Scenario:
Control Plane machine is stuck in Provisioning state after a patching operation.
Example patch operation that could result in this issue:
Patching a kubeadmcontrolplanes(kcp) object to update KCP Control Plane Node IP addresses.
capi-kubeadm-control-plane-controller-manager pod shows errors:
E0227 16:58:26.009281 1 controller.go:324] "Reconciler error" err="failed to sync Machines: failed to update Machine: tkg-system/<MGMT_CLUSTER_NAME>-controlplane-l2dk4-cbgvv: failed to update Machine: failed to apply Machine tkg-system/<MGMT_CLUSTER_NAME>-controlplane-l2dk4-cbgvv: Internal error occurred: failed calling webhook \"default.machine.cluster.x-k8s.io\": failed to call webhook: Post \"https://capi-webhook-service.capi-system.svc:443/mutate-cluster-x-k8s-io-v1beta1-machine?timeout=10s\": tls: failed to verify certificate: x509: certificate signed by unknown authority" controller="kubeadmcontrolplane" controllerGroup="controlplane.cluster.x-k8s.io" controllerKind="KubeadmControlPlane" KubeadmControlPlane="tkg-system/<MGMT_CLUSTER_NAME>-controlplane-l2dk4" namespace="tkg-system" name="<MGMT_CLUSTER_NAME>-controlplane-l2dk4" reconcileID=1dc9dd37-a0b9-463d-b9ff-cf402631603b
tanzu management-cluster get
Shows a 4th kcp control plane node machine trying to come up
kubectl get machines -n MGMT_CLUSTER_NAMESPACE
Shows a 4th control plane machine stuck in Provisioning state
When checking the certificates for the capi-system webhook and AVI, you confirmed that the Certificate Authority valid/known.
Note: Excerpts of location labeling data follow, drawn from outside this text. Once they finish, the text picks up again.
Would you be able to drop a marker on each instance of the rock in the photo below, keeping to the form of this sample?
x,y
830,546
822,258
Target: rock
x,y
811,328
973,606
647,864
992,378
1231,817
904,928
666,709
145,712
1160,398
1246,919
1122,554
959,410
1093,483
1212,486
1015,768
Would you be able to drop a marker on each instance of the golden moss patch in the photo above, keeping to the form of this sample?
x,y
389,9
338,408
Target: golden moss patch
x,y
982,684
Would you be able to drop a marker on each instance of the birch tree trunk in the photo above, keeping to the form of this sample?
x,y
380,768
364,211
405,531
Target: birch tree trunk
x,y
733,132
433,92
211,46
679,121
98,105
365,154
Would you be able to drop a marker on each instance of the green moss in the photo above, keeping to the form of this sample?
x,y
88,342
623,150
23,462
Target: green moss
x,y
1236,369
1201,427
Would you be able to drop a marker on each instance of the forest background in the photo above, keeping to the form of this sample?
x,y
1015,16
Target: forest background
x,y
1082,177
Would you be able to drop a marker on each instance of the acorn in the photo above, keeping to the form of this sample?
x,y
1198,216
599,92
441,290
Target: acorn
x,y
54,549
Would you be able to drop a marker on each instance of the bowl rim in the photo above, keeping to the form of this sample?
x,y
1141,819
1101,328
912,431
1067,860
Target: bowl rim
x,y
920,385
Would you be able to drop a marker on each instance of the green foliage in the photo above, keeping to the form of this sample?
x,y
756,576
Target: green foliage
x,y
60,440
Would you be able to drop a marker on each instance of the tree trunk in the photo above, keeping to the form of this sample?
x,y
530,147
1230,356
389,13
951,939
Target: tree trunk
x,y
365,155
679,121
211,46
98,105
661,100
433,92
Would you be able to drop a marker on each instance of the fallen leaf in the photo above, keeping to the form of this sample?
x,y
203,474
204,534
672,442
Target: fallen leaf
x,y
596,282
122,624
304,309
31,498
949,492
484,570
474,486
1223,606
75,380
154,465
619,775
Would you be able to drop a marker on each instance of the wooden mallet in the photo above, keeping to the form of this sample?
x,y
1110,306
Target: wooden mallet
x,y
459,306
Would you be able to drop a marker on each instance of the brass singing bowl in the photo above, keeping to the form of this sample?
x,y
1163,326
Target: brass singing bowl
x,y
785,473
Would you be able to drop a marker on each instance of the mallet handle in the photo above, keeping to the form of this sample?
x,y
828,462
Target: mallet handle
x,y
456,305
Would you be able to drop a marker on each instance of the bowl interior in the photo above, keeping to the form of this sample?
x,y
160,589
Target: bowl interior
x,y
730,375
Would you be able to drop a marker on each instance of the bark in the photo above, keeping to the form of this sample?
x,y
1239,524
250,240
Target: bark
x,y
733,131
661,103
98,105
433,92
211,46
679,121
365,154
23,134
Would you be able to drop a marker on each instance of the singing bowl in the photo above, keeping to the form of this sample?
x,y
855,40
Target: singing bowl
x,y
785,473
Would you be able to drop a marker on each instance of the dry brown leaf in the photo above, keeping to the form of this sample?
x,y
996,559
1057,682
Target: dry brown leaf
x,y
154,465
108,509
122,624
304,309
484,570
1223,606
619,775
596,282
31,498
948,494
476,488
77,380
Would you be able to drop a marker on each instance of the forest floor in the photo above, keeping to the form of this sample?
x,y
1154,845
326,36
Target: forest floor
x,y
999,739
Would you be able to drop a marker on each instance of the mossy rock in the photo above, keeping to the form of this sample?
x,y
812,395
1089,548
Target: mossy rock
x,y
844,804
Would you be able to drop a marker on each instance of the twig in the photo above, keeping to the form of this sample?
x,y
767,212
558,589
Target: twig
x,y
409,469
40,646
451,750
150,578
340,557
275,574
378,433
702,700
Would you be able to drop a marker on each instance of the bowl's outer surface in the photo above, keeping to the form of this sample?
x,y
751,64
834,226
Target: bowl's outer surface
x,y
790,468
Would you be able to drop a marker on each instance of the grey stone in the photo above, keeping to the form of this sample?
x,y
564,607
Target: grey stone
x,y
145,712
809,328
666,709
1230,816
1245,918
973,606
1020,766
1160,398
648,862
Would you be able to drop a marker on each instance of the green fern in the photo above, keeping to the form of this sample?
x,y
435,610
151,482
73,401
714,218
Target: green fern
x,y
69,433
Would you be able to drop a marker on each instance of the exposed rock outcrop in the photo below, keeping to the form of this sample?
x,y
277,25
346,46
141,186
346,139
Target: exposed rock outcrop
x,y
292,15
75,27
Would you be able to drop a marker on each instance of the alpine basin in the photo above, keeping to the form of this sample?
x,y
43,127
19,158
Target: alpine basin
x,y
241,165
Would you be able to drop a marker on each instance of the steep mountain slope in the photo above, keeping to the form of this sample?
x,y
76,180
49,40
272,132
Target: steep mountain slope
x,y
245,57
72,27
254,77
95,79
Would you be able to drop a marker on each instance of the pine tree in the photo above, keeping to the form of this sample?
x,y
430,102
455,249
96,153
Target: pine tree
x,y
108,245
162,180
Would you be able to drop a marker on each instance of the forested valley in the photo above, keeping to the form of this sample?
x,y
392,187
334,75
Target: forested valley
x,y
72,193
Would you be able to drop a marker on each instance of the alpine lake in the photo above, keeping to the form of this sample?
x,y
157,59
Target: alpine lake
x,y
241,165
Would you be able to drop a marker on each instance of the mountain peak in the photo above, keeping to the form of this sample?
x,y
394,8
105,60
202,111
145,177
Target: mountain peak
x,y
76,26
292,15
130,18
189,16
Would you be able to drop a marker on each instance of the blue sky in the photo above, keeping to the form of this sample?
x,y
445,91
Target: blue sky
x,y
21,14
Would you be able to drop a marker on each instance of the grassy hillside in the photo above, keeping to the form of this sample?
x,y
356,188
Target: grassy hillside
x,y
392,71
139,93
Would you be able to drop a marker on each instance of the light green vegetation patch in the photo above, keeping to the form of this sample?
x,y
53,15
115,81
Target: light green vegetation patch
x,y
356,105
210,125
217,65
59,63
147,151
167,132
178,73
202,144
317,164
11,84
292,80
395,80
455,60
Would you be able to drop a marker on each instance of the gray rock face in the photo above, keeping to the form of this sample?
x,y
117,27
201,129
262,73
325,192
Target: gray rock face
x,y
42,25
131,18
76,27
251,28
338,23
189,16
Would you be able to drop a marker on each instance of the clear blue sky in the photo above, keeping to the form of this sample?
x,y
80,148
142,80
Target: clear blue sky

You see that by matching both Serial Numbers from the two certificates.
VMware Tanzu Kubernetes Grid Management (TKGm) .
Using AVI Load Balancer topology
In some cases, if a control plane node is offline or down for an extended period of time, the DHCP IP address lease can expire. And when attempting to patch the kcp object, such as by changing an IP address, this issue might surface.
This can happen if and when previous etcd issues were involved, resulting in a control plane node going offline longer than the DHCP lease period.
Perform a rolling restart of the following deployments on the management cluster
Namespace: capi-system
Deployment: capi-controller-manager
kubectl -n capi-system rollout restart deploy capi-controller-manager
Namespace: capv-system
Deployment: capv-controller-manager
kubectl -n capv-system rollout restart deploy capv-controller-manager
Namespace: capi-kubeadm-control-plane-system
capi-kubeadm-control-plane-controller-manager
kubectl -n capi-kubeadm-control-plane-system rollout restart deploy capi-kubeadm-control-plane-controller-manager
Namespace: capi-kubeadm-bootstrap-system
capi-kubeadm-bootstrap-controller-manager
kubectl -n capi-kubeadm-bootstrap-system rollout restart deploy capi-kubeadm-bootstrap-controller-manager
Namespace: tkg-system
Deployment: ALL Deployments
kubectl -n tkg-system rollout restart deploy
NOTE: due to several deployments in the tkg-system namespace, you can watch them come until they all go back into Running state with:
kubectl -n tkg-system get pods -w